# Rust-Oleum Epoxy Shield



## imabuki (Oct 10, 2018)

Hello,

I used Epoxy Shield 4 years ago in my garage and I am still happy with the results. My father-in-law asked if I could replicate it for his garage and I told him it shouldn't be an issue as long as we can clean and sand the floor properly. My garage was fairly new and his is 40 years old. So, there was old paint...not epoxy or any sealant but paint that needed to come up and a couple of old oil stains that came up. I was happy with the prep work we put into it. Now that it is all done I am disappointed because you can see where the stains used to be as well as some of the old paint. They wanted to use a tan finish so it isn't dark. 
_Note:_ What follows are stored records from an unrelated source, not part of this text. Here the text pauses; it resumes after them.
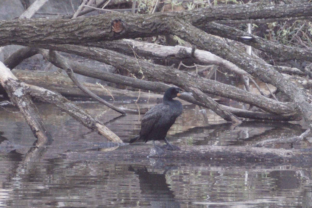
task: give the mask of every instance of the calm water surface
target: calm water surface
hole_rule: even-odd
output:
[[[138,133],[140,120],[150,107],[142,102],[139,115],[134,111],[114,120],[118,114],[97,103],[78,104],[125,141]],[[116,105],[138,110],[133,103]],[[35,140],[32,133],[16,109],[0,109],[0,207],[312,207],[312,168],[305,164],[151,158],[142,164],[69,159],[64,153],[97,151],[94,144],[106,141],[52,106],[38,107],[54,140],[40,160],[30,162],[23,157]],[[184,108],[168,137],[178,145],[251,145],[304,131],[294,122],[249,121],[233,128],[208,110]],[[269,147],[310,146],[307,140]]]

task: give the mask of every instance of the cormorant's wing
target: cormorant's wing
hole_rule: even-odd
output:
[[[140,135],[148,135],[159,119],[167,113],[169,106],[161,103],[155,106],[146,112],[142,119]]]

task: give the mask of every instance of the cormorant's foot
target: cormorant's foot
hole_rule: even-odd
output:
[[[156,153],[157,154],[157,155],[158,155],[158,157],[160,157],[160,156],[163,154],[164,152],[162,147],[160,147],[157,145],[155,145],[154,146],[155,148],[155,150],[156,151]]]
[[[173,144],[164,144],[163,145],[163,147],[166,148],[168,150],[175,150],[175,149],[180,149],[178,146]]]

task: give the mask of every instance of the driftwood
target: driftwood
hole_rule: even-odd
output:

In retrospect I wish I had quickly put another coat on before it dried to hopefully properly cover the stains. I know I cannot just put another coat of the epoxy over this but I wonder if I have to do a full scale removal of the old epoxy or if I can just sand it and etch it. I am not sure my options at this point. They are fine with it but it bugs me because I want it to look great. Any thoughts would be appreciated. Thanks in advance!


----------



## rosespainting (Mar 16, 2014)

I had a recent conversation with a rep from rustoleum about their specialty rock solid metallic finish epoxy. they recommend screening the floor then going over with a second coat, if a second coat is needed. I have applied the regular 2 part epoxy over itself in the past with only screening / scuffing the floor and cleaning, no etching or acid. have not had an issue yet. 

We do use a 2 part epoxy primer in most situations. Basically any time we are not going over the same product. Having used the epoxy primer would have prevented any of your issues. But being that it is already coated, I would screen it, clean it, and re-coat.


----------



## Epoxy Pro (Oct 7, 2012)

This stuff isn't that good. Any big box store stuff is more home owner products. I use either Simiron or Corotech or Rhino Liner epoxy. Commercial lines. From my experience a residential type of epoxy will not last, commercial epoxy on a garage floor will last much longer, be way more durable and look better for longer.


----------



## illusionsgame (Aug 1, 2010)

*Still there?*



Epoxy Pro said:


> This stuff isn't that good. Any big box store stuff is more home owner products. I use either Simiron or Corotech or Rhino Liner epoxy. Commercial lines. From my experience a residential type of epoxy will not last, commercial epoxy on a garage floor will last much longer, be way more durable and look better for longer.



What can you say about Ben M. GarageGuard? Sort of home-owner/contractor at the same time isn't it? Considering in my own home.


----------